Il sera rappelé que dans le cadre d’un contrat d’affacturage, les créances de l’adhérent sur ses clients sont transmises en propriété au factor par le seul effet de la subrogation. Cette subrogation intervenue au bénéfice du factor subrogé est opposable aux tiers sans autres formalités (Lamy financement, Fascicule Affacturage n°2882). Il est d’autre part constant que le transfert des créances cédées au bénéfice du factor est opposable au débiteur à la date du paiement subrogatoire et non à celle où il a été informé de l’existence de la subrogation (Com. 3 avril 1990. n°89-10.255, RTD Com 1990, p.444, obs. Cabrillac et Teyssié).

La notification de la subrogation au débiteur cédé n’a pas d’autre fonction que déterminer le caractère libératoire du paiement effectué par le débiteur soit au bénéfice du créancier subrogeant, soit au bénéfice du factor subrogé. Les paiements effectués entre les mains du créancier subrogeant ne sont donc pas libératoires, dès lors que le débiteur cédé a été informé de l’existence de la subrogation par l’insertion d’une mention relative à la subrogation dans le corps de la facture (Com. 14 octobre 1975, JCP 1976, éd G, II, n°18279, note Gavalda).

- Escroquerie par production de faux documents – Négligence du factor

« Aucune faute ne peut être reprochée à un factor ayant concouru à son propre préjudice dans le fait de n’avoir pas suffisamment vérifié l’authenticité de documents qui, revêtus de tous les signes habituels de leur authenticité, avaient l’apparence de vrais certificats de paiement »Telle est la solution retenue par la 5ème Chambre des appels correctionnels d’AIX-EN-PROVENCE, dans un arrêt en date du 16 novembre 2005 (jurisdata n°297-691).

Cette juridiction répressive avait à se prononcer sur l’appel interjeté par une personne prévenue d’avoir établi, en sa qualité d’ingénieur en chef d’une grande ville du sud de la France, de faux certificats pour paiement de prestations ne correspondant par à des travaux réellement effectués par une société dont le gérant était devenu un ami personnel, en apposant des timbres humides de la ville et sa signature, faux certificats destinés à être produits par cette société auprès d’une société d’affacturage.

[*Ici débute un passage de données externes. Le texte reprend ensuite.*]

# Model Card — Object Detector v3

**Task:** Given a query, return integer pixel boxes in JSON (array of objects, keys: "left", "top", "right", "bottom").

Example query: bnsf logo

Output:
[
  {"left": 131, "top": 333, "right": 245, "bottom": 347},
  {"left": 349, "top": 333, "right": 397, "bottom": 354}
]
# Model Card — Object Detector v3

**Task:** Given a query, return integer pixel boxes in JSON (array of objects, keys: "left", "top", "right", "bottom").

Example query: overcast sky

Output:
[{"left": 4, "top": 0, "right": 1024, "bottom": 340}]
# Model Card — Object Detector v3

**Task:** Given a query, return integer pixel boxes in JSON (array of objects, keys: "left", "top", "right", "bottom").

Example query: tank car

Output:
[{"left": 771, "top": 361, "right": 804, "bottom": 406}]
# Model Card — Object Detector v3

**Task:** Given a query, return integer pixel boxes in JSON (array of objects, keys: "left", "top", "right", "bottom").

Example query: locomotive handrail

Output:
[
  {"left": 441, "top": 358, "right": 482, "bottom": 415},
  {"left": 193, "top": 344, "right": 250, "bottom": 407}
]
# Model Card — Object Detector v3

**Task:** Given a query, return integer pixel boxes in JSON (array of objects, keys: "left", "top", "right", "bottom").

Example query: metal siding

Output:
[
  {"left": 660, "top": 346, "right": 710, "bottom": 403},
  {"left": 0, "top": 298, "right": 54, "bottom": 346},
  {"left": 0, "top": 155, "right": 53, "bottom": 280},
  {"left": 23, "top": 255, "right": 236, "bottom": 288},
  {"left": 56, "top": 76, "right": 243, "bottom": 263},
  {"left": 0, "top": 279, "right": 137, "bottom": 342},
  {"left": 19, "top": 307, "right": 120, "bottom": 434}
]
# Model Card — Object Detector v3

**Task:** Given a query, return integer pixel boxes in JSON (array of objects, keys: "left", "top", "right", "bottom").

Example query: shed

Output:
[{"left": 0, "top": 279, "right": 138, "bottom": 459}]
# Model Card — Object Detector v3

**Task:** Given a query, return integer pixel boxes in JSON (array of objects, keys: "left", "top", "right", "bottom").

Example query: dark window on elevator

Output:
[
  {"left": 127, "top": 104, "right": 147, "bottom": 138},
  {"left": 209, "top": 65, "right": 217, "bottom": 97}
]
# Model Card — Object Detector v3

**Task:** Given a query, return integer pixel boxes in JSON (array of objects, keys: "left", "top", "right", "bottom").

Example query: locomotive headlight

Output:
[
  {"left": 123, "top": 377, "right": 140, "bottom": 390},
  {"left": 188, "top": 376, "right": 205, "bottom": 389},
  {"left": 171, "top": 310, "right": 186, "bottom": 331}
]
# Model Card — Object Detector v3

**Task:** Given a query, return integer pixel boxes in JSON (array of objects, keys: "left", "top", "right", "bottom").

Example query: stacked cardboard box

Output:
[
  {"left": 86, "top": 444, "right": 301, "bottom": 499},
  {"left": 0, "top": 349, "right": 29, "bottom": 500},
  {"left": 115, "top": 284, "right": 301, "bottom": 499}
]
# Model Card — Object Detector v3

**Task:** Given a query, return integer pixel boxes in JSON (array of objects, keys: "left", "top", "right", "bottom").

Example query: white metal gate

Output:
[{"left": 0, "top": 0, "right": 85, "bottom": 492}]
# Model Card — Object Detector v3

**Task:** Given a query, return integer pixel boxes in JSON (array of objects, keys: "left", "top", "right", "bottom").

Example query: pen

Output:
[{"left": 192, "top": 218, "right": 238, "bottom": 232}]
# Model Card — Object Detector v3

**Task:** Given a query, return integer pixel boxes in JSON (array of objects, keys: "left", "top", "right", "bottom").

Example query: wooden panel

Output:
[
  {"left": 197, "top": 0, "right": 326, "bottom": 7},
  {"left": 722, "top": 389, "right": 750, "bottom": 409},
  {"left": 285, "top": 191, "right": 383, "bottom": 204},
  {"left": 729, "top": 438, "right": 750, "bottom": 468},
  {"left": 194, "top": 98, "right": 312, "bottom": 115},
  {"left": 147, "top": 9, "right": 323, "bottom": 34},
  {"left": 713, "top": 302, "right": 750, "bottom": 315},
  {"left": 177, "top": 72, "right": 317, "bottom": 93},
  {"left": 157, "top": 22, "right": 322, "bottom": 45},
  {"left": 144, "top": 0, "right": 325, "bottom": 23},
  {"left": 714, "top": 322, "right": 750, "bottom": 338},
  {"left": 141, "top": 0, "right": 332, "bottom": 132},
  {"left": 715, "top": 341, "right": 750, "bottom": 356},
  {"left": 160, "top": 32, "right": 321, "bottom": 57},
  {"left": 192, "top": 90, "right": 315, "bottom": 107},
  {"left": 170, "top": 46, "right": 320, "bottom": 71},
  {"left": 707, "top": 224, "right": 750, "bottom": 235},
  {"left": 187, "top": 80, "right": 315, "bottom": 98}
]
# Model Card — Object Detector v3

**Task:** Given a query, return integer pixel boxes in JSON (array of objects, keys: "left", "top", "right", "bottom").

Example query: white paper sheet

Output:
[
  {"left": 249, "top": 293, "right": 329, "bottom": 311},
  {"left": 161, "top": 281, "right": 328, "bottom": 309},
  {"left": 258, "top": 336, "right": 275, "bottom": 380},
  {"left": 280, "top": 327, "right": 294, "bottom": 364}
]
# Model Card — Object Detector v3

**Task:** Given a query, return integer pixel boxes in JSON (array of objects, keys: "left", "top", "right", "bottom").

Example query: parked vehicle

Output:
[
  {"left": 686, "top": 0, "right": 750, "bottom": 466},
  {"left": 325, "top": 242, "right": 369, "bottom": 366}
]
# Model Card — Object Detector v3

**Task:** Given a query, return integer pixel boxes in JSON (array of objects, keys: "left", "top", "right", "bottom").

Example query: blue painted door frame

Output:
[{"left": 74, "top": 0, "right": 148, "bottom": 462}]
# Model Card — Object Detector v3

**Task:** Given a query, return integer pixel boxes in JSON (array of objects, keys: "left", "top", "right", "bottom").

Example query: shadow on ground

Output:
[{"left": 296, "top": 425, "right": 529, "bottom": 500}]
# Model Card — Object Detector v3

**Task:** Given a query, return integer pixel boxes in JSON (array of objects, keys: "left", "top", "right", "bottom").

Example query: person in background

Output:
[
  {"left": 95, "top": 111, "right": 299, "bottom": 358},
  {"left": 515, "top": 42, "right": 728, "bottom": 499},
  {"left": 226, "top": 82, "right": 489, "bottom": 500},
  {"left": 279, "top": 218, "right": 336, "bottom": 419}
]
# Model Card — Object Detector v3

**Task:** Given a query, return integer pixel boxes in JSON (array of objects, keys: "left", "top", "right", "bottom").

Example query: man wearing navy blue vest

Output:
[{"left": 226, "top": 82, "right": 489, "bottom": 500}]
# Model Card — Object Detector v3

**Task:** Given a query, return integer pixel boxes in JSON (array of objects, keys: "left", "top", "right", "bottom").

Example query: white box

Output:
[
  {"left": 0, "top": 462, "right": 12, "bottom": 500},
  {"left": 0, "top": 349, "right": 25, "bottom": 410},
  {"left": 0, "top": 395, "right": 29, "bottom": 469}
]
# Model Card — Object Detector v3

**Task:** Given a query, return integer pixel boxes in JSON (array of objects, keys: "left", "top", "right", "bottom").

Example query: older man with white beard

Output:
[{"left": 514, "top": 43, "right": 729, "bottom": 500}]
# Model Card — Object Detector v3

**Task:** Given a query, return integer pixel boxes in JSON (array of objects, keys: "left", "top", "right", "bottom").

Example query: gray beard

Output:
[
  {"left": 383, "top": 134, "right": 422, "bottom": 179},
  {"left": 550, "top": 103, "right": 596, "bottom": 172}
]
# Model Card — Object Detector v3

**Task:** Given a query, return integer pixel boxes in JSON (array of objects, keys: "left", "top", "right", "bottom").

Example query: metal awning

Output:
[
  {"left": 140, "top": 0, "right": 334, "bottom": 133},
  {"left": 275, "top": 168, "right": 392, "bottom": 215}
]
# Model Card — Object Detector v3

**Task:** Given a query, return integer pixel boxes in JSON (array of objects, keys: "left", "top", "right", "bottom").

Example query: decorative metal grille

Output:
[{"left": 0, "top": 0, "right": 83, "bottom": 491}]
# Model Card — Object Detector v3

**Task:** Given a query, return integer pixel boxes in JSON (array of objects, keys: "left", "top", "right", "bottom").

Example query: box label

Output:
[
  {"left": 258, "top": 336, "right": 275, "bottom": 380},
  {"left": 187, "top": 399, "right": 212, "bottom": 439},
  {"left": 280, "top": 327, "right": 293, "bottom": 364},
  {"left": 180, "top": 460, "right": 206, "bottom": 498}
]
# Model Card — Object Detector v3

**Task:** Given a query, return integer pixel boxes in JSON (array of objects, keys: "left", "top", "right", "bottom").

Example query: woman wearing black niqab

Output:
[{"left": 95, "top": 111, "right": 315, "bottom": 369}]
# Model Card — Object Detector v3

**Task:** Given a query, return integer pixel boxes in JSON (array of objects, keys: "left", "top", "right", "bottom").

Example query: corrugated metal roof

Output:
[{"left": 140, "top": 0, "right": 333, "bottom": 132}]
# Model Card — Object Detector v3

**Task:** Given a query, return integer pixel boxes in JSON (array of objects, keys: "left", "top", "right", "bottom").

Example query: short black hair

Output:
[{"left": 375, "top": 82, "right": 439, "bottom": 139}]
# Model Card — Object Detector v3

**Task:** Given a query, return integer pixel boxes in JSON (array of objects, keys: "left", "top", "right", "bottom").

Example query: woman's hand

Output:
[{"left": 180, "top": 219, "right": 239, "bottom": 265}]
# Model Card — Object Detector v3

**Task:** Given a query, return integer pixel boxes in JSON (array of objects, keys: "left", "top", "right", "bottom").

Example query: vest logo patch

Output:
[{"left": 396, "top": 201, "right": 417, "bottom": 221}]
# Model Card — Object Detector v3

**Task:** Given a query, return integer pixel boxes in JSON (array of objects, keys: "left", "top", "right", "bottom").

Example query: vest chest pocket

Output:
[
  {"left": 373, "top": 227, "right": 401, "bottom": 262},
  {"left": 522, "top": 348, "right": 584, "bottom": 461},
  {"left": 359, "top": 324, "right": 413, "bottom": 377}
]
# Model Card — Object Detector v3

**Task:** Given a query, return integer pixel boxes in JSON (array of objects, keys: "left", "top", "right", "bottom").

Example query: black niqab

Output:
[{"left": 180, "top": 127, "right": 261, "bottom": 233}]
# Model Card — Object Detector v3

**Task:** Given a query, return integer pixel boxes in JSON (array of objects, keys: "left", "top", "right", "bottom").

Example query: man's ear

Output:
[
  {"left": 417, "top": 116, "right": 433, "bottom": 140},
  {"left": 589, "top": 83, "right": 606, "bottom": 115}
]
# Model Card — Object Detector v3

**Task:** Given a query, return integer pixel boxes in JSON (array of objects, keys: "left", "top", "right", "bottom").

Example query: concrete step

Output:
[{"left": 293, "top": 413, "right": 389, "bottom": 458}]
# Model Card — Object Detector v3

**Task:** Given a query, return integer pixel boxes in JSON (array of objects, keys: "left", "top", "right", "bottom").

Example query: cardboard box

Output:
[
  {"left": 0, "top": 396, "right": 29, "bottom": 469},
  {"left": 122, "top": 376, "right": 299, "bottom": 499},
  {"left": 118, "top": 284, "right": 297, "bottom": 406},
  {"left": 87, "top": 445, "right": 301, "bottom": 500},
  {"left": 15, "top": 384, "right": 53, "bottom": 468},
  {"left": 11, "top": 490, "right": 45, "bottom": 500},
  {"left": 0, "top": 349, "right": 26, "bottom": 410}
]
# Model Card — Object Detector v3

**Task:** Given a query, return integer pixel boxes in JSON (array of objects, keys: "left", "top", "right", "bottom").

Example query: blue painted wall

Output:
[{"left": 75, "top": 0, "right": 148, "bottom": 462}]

Le fait de remettre à une société d’affacturage des factures non causées, avec de faux documents tendant à créer l’apparence de prestations réellement effectuées, est susceptible en effet d’être poursuivi sous la qualification de faux et usage de faux, et d’escroquerie.En l’espèce, l’appelant avait été retenu dans les liens de la prévention, pour faux et usage de faux, ainsi que pour complicité d’escroquerie.

Pour s’exonérer partiellement de sa responsabilité, le prévenu avait invoqué la propre faute de la société d’affacturage, qui se serait montrée négligente dans la vérification de l’authenticité des certificats pour paiement remis par son adhérent.La Cour d’appel n’a pas retenu cette responsabilité, et sa décision doit être approuvée.En effet, dans le cas d’espèce, les juges avaient relevé qu’une partie des factures remises par l’adhérent correspondaient à des travaux effectivement réalisés, et que les faux certificats présentaient tous les signes habituels de leur authenticité.